Arsenals of Folly is filled with the kind of compelling, emotional descriptions of nuclear events that readers are accustomed to finding in Rhodes's many distinguished books. His account of the 1986 Chernobyl disaster in the opening chapter should be required reading for all those who seek to understand both the risks of nuclear power and the long-term consequences of poor oversight. The passion, the clarity and the attention to telling detail that Rhodes brings to Chernobyl is the greatest strength of this book and of his body of writing as a whole.
Political and strategic analysis, however, is not Rhodes's strength. He depicts the arms race as a failure of political will. Gorbachev is his hero because he appears to make the personal commitment to nuclear disarmament that his predecessors and counterparts rejected. This historical assessment is, in the end, too simplistic: Weak leaders (for example, Truman, Eisenhower, Johnson and Brezhnev) made the arms race. Strong leaders (especially Gorbachev) worked to unmake it.
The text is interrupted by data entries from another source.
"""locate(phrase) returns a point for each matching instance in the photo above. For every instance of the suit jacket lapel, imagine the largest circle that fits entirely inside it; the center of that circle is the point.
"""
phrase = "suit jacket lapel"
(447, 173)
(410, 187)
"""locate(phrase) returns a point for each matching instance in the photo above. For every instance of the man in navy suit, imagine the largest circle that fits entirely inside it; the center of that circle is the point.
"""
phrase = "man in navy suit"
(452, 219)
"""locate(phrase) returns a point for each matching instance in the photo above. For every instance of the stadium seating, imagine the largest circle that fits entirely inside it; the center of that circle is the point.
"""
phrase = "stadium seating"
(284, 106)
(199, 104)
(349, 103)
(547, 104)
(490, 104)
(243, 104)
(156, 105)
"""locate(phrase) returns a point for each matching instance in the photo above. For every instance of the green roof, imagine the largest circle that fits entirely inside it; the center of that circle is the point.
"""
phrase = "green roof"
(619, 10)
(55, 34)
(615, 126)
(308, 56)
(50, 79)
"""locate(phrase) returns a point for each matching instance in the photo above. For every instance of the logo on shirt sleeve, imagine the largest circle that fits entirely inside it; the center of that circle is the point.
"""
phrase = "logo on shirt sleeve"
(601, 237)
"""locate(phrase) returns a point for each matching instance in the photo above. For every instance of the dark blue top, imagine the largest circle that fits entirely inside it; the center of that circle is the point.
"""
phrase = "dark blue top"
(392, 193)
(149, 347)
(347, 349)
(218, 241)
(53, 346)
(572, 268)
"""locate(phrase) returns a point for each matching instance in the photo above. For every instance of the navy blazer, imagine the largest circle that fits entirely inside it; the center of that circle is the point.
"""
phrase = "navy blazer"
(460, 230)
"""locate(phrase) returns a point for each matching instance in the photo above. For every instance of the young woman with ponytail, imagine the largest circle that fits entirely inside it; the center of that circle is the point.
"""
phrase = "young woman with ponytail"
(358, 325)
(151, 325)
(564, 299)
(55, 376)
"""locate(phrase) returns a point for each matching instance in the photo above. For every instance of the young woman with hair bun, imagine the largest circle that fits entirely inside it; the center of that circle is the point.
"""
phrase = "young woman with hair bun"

Political will and leadership surely mattered, but they were not dominant. The nuclear arms race was a competition that neither side wanted but neither managed to avoid. It reflected the profound insecurities of the United States and the Soviet Union after the Second World War, and their inclination to expect the worst of their adversaries. This was a classic "security dilemma," where each state built more nuclear weapons in self-defense, but each act of self-defense contributed to the adversary's insecurity and inclination to deploy more weapons. Uncertainty and misperception, as much as personality, drove the Cold War. These factors explain the policy consistency across decades and administrations.
The reason that the United States, the Soviet Union and a few other states had a total of 50,000 nuclear warheads in 1985 is that they saw no better alternative in what they took to be an insecure and threatening world. Rhodes captures the tragedy of this circumstance. A study of the causes of the arms race, and of its endurance, awaits another book.